Local tradition says that a man was ploughing in the field that is known as "Drake Stone Close," when he was horrified to find horses and plough fast disappearing into a sort of quicksand. He himself managed to keep on firm ground, but he could not get the horses out, try as he would. As the quicksand finally closed over them, with a horrid sucking noise, a drake seemed to fly out of the hole where the horses had disappeared, and flew away with a discordant quacking. This scared the man so badly that he hurriedly left for home. Next morning he re-visited the spot to find the ground firm, but a slight depression indicated the site of the tragedy, in the middle of which was a large boulder stone, something the shape of a drake's head; since when this stone has been known as the Drake Stone.

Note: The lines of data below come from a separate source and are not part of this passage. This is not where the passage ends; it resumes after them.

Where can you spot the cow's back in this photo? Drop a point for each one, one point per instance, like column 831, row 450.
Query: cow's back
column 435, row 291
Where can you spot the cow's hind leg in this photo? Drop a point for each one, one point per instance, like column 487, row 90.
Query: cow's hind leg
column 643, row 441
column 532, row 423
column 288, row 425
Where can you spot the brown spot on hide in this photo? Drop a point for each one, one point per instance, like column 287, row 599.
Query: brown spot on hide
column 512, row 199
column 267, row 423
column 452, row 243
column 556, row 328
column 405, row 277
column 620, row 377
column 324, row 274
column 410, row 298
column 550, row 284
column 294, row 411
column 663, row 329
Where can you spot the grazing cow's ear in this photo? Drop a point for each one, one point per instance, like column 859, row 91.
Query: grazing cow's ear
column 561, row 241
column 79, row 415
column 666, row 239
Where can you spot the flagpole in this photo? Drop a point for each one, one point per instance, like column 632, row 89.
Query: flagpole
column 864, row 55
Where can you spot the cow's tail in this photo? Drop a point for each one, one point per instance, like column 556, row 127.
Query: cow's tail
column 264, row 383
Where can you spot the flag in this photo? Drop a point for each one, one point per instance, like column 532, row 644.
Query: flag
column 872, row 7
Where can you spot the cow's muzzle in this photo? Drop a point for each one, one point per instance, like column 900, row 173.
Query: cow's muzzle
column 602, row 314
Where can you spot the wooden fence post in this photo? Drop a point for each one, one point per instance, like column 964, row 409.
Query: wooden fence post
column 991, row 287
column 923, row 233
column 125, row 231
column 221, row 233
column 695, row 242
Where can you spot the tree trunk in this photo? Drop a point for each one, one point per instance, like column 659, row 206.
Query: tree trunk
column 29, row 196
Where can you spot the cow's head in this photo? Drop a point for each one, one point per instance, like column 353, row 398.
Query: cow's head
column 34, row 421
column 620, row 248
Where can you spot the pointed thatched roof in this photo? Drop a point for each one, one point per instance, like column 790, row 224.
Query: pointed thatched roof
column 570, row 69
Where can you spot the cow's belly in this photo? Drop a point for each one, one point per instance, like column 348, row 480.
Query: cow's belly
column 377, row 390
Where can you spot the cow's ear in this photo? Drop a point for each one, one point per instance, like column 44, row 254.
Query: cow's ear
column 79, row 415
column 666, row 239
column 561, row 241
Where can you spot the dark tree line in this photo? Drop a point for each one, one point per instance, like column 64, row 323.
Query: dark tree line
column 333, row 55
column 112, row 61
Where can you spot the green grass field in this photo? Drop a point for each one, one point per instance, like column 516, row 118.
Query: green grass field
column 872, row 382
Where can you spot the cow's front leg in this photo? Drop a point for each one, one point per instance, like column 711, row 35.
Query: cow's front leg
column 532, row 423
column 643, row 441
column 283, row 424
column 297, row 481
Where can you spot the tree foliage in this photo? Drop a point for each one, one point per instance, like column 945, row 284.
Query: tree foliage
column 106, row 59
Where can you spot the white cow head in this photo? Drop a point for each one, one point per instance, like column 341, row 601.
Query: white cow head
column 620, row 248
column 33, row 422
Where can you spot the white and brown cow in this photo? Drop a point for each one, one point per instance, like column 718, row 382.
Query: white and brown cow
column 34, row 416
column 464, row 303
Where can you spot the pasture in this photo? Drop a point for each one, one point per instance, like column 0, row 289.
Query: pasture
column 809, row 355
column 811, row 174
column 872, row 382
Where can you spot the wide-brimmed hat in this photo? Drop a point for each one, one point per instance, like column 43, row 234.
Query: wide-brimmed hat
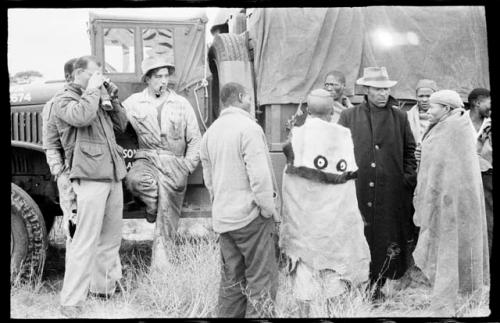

It was always said, that under the Stone there was a great deal of treasure hidden, and many were the efforts to obtain it on the quiet, but no one was successful. Then a man, bolder than the rest, determined to make a great effort to get this treasure, openly; so he got together a yoke of oxen, not of ordinary strength, but all the oxen that he had or could borrow, and he fastened great chains round the stone, and fastened the oxen to them. At the given word the beasts pulled and heaved and managed to move the great stone a very little way from its bed, but then the chains snapped, and the oxen collapsed, and the guardian spirit of the treasure flew from under the stone in the form of a drake, and back went the stone into its accustomed place again.
After that it was deemed unwise to meddle with the stone, and it was left severely alone.
Lincolnshire Folk-Lore
Ethel H. Rudkin
Folklore, Vol. 45, No. 2. (Jun., 1934), pp. 144-157.

Well, you'd really think it was to do with drakes=dragons, rather than quack-quack drakes. Still I guess that's what happens once a word goes out of popular vocabulary?